Gas chromatography is a comparative technique, comparing the responses for individual components in an unknown sample with those for the same components in a calibration mixture of known composition. Values for the unknown sample are derived using the composition of the calibration gas and the ratio of responses for the two. The accuracy of the calculated result is determined principally by the accuracy of the calibration gas composition. If the calibration gas composition is in error, then all analyses using that calibration gas will also be in error. The analyzer characteristics include:
(1) Component separation, which allows all relevant components to be measured and avoids interference between them.
(2) Precision uncertainty, which means that the measurements of calibration gas and sample are made with greater or lesser consistency.
(3) Linearity of response, which enables different component quantities to be compared.
Therefore, the analyzer does not in itself offer accuracy of results. However, it can degrade the accuracy derived from the calibration gas by allowing component interference, by failing to compare different quantities in the manner predicted (introducing bias errors) and by operating with poor consistency when repeat measurements are made (precision uncertainty).

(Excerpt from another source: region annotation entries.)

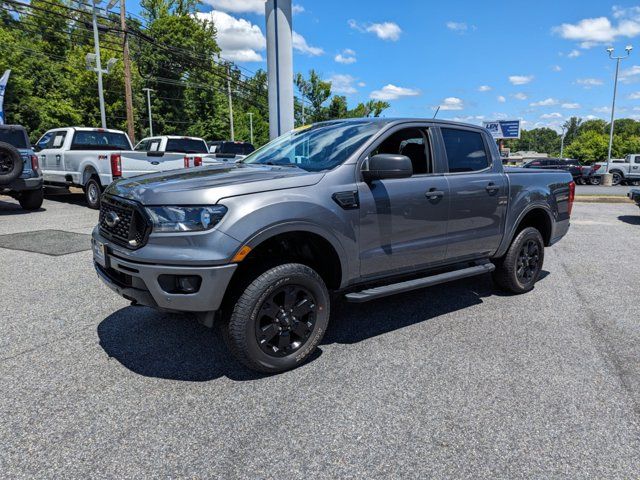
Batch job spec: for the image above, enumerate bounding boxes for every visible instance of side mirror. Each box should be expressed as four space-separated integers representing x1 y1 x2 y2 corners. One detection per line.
362 153 413 182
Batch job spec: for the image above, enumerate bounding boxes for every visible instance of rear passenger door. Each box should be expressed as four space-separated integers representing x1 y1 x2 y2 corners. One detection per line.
440 126 508 261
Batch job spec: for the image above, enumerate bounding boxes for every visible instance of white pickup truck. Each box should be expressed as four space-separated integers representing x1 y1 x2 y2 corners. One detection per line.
590 153 640 186
34 127 218 208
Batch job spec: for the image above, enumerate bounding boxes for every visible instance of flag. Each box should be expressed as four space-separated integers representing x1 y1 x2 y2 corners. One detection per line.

In order to optimize accuracy and consistency, we need to consider the calibration gas, the analyzer performance and, less intuitively, the choice of calibration gas composition with respect to the range of sample compositions which may be expected. The combination of these features allows the overall uncertainty and bias error to be calculated.
Calibration gases are the fundamental basis for calculating compositions and hence properties of natural gas. Response to the unknown sample is compared to that of the known calibration gas and hence the composition of the sample is derived. If the stated composition of the calibration gas is wrong, then it will create a bias error in the resulting composition of samples. The uncertainty associated with calibration gas composition will influence the uncertainty of the derived result, whether or not the bias error is effectively zero.
Calibration gases should have a certified composition, traceable to national or international standards and a quoted uncertainty for each component. They should be stable over a period which is stated on the certificate. The composition can be derived from the method of preparation or by comparison with Primary Reference Gas Mixtures issued and certified by a national metrology laboratory. The use of pressurized cylinders is the most practical and convenient way of supplying and using calibration gases.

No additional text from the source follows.